Sophocles included Ode 4 with the motives to: Portray how Antigone’s unlawfulness has caused her to make her way to her death bed. To justify Antigone’s actions by stating that love will always be undefeated and that even though Antigone did commit suicide, because of her morals, desire was the winner.

Q. What happens in Scene 4 of Antigone?

In the fourth scene of Sophocles’s Antigone, we find Antigone on the way to the tomb where she will be shut in alive for attempting to bury her brother. Tired of so much discussion about Antigone, Creon orders the guards to take her quickly to the tomb – where she is now ready to be walled in and meet her fate.
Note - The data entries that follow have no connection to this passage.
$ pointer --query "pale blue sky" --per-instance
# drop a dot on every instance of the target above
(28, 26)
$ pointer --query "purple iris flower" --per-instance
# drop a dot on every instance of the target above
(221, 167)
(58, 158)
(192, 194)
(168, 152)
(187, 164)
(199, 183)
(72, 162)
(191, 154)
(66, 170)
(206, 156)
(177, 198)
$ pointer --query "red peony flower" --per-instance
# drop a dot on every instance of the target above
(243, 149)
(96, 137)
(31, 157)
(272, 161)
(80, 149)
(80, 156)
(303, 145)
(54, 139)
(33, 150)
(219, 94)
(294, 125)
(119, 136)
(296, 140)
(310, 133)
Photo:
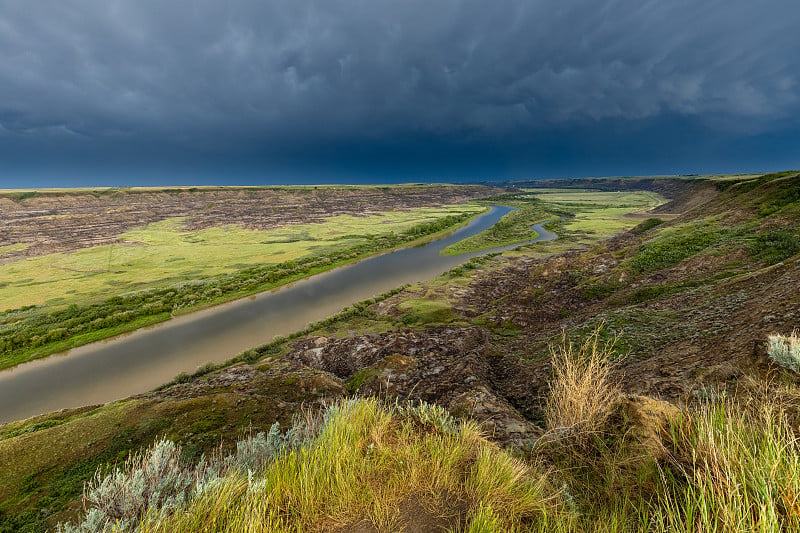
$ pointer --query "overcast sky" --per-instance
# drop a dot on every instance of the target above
(110, 92)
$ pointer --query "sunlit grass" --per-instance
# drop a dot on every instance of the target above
(165, 252)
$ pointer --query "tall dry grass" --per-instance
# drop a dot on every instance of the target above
(583, 388)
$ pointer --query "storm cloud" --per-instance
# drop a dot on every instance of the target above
(352, 88)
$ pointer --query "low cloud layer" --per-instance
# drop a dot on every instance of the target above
(166, 81)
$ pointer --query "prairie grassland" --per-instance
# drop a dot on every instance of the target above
(594, 215)
(163, 253)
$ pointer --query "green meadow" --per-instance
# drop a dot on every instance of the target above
(165, 252)
(589, 216)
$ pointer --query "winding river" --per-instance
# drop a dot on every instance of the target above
(141, 360)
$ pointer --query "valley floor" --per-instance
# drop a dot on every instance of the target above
(619, 384)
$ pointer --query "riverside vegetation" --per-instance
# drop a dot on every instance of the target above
(166, 269)
(642, 382)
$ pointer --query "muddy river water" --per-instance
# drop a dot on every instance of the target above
(141, 360)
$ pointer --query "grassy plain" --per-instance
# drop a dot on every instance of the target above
(589, 216)
(164, 252)
(723, 457)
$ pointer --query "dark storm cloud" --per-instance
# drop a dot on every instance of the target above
(295, 77)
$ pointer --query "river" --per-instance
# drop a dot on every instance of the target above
(143, 359)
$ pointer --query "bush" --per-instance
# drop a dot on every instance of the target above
(156, 482)
(582, 390)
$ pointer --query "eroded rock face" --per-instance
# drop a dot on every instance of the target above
(449, 366)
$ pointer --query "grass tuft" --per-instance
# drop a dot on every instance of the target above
(785, 350)
(583, 388)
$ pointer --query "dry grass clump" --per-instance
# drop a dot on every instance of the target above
(583, 388)
(785, 350)
(740, 471)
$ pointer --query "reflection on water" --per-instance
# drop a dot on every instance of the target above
(143, 359)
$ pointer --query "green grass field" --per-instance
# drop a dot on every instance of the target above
(591, 216)
(164, 252)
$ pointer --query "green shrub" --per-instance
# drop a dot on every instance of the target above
(775, 246)
(668, 250)
(648, 224)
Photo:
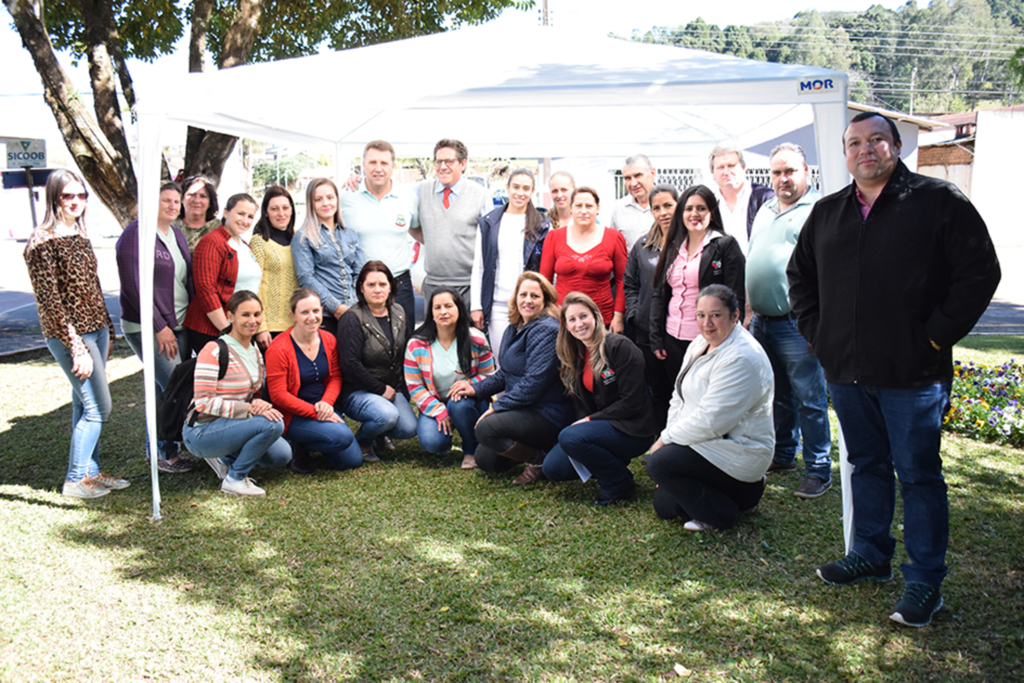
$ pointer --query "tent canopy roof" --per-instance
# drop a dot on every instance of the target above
(535, 91)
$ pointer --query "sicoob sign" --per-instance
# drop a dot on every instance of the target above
(26, 153)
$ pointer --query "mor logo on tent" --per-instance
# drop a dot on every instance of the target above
(815, 85)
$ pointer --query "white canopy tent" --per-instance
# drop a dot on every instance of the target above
(519, 92)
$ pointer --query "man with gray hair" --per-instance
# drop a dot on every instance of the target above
(631, 215)
(801, 404)
(738, 199)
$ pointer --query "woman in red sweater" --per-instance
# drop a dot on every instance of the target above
(304, 379)
(222, 265)
(583, 256)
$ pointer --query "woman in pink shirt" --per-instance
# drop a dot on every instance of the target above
(582, 257)
(697, 253)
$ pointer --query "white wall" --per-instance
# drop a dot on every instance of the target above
(995, 181)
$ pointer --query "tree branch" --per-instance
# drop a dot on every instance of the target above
(108, 172)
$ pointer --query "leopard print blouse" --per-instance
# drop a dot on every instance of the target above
(64, 276)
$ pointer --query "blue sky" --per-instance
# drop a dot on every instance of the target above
(600, 16)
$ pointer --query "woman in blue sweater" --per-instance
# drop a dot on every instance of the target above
(523, 423)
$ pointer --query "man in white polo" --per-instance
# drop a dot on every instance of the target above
(631, 215)
(384, 214)
(738, 199)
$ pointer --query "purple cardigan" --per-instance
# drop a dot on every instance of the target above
(163, 278)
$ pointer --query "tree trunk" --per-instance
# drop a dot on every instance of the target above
(206, 153)
(107, 170)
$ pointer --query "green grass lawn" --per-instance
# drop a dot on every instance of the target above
(414, 569)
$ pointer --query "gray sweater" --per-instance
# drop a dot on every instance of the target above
(449, 235)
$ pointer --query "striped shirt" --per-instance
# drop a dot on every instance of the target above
(420, 378)
(229, 396)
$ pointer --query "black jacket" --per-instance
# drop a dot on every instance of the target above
(721, 263)
(869, 294)
(638, 283)
(368, 360)
(759, 196)
(620, 391)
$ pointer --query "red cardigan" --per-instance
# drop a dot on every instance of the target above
(215, 267)
(283, 376)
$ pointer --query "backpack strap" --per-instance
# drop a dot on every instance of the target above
(222, 358)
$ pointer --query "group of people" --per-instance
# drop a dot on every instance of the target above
(698, 326)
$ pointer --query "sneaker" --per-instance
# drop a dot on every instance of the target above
(175, 465)
(244, 487)
(853, 568)
(85, 488)
(107, 481)
(920, 601)
(781, 467)
(812, 486)
(219, 467)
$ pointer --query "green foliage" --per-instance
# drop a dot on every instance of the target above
(147, 30)
(946, 55)
(285, 171)
(987, 402)
(288, 28)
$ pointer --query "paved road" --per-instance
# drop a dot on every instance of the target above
(19, 323)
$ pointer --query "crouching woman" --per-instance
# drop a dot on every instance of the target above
(227, 426)
(304, 379)
(604, 375)
(710, 462)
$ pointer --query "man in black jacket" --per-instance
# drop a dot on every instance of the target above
(887, 275)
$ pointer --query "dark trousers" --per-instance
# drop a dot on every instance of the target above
(499, 431)
(659, 380)
(675, 349)
(690, 487)
(404, 298)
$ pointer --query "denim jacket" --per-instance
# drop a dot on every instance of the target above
(331, 275)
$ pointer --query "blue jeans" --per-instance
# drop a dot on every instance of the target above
(897, 429)
(334, 439)
(242, 444)
(163, 368)
(602, 449)
(90, 401)
(801, 404)
(378, 416)
(464, 415)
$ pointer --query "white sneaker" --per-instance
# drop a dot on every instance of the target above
(217, 466)
(85, 488)
(244, 487)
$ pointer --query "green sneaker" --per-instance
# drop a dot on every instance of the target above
(853, 568)
(920, 601)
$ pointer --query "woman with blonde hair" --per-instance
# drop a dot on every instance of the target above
(523, 423)
(76, 325)
(327, 255)
(603, 374)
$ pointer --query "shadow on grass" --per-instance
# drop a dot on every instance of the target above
(414, 569)
(1010, 345)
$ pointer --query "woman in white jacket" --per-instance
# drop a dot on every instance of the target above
(710, 462)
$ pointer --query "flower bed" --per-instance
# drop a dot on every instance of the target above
(986, 402)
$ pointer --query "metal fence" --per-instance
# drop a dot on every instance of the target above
(686, 177)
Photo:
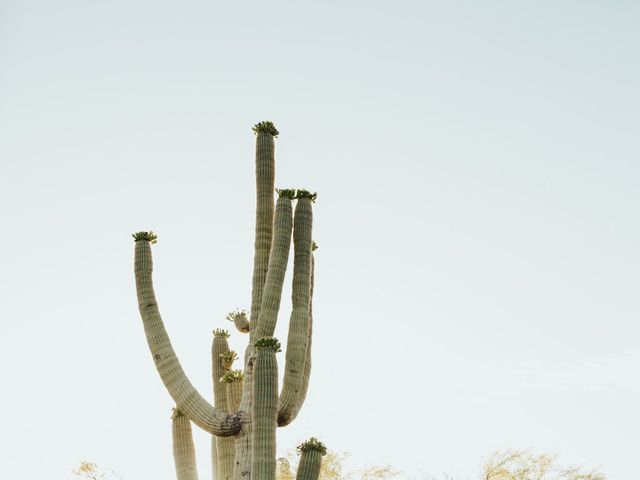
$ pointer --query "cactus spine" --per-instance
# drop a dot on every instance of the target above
(247, 407)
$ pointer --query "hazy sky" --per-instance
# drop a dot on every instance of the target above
(477, 165)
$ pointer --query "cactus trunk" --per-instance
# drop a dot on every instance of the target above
(265, 409)
(298, 339)
(309, 466)
(245, 414)
(265, 184)
(184, 454)
(222, 447)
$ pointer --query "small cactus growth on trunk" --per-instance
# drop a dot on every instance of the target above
(247, 405)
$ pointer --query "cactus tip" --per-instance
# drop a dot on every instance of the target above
(220, 332)
(229, 356)
(289, 193)
(267, 127)
(301, 193)
(145, 237)
(232, 376)
(312, 444)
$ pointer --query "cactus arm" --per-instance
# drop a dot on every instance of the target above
(265, 184)
(265, 410)
(233, 381)
(184, 454)
(278, 258)
(307, 361)
(240, 320)
(186, 397)
(311, 453)
(298, 338)
(222, 447)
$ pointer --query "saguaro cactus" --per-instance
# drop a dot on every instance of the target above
(247, 407)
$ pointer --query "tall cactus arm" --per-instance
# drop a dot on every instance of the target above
(233, 380)
(278, 258)
(265, 184)
(307, 362)
(222, 449)
(265, 409)
(184, 454)
(298, 338)
(187, 399)
(311, 453)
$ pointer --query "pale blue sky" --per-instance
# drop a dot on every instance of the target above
(477, 165)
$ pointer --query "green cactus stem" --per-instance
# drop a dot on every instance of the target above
(232, 376)
(265, 127)
(306, 194)
(265, 409)
(234, 382)
(307, 363)
(227, 359)
(290, 193)
(222, 448)
(297, 341)
(184, 454)
(265, 184)
(186, 397)
(221, 332)
(311, 453)
(277, 266)
(240, 320)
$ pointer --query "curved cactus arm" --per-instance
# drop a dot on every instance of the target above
(311, 453)
(222, 447)
(265, 184)
(184, 454)
(298, 338)
(278, 258)
(265, 409)
(186, 397)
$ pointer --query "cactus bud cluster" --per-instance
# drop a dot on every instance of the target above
(145, 236)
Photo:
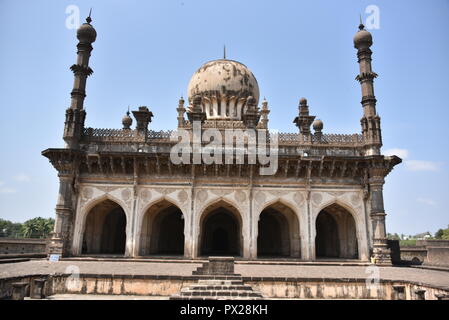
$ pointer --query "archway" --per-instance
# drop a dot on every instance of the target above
(336, 235)
(105, 229)
(162, 230)
(278, 232)
(221, 231)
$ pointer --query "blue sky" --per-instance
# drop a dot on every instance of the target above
(146, 52)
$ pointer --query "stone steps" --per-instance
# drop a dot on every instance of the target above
(217, 289)
(217, 281)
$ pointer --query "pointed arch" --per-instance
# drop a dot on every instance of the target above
(278, 230)
(161, 229)
(104, 228)
(81, 216)
(337, 231)
(220, 229)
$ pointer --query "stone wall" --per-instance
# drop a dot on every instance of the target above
(286, 288)
(10, 246)
(438, 256)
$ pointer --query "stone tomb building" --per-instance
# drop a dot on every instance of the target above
(120, 194)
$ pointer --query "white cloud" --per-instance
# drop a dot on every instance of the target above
(4, 190)
(22, 178)
(401, 153)
(427, 201)
(420, 165)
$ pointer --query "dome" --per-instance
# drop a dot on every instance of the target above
(127, 121)
(318, 125)
(86, 33)
(363, 38)
(223, 79)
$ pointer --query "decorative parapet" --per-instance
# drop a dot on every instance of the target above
(124, 135)
(285, 138)
(354, 140)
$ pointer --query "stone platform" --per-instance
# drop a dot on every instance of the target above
(272, 280)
Q. What is the mood of the chorus upon its entrance What appeals do they make?

What is the mood of the chorus upon its entrance? The mood of the Theban choral senators is fearful of the plague and suppliant toward any god who might relieve the city’s plight. What appeals do they make? They appeal to Apollo, Athena, Artemis, Ares, and Dionysus.

Q. What is the meaning of Oedipus’s statement at the end of Scene 4?

What is the meaning of Oedipus’s statement at the end of scene 4? He does not want to face the light, or the truth. He does not want to be “out there” anymore. This is why he gouges his eyes out.

Q. Who killed his father and married his mother?

Oedipus

Q. Who married his own mother?

Oedipus, unaware that Jocasta is his mother, marries her, and they have four children.

Q. When a son is in love with his mother?

The Oedipal complex, also known as the Oedipus complex, is a term used by Sigmund Freud in his theory of psychosexual stages of development to describe a child’s feelings of desire for his or her opposite-sex parent and jealousy and anger toward his or her same-sex parent.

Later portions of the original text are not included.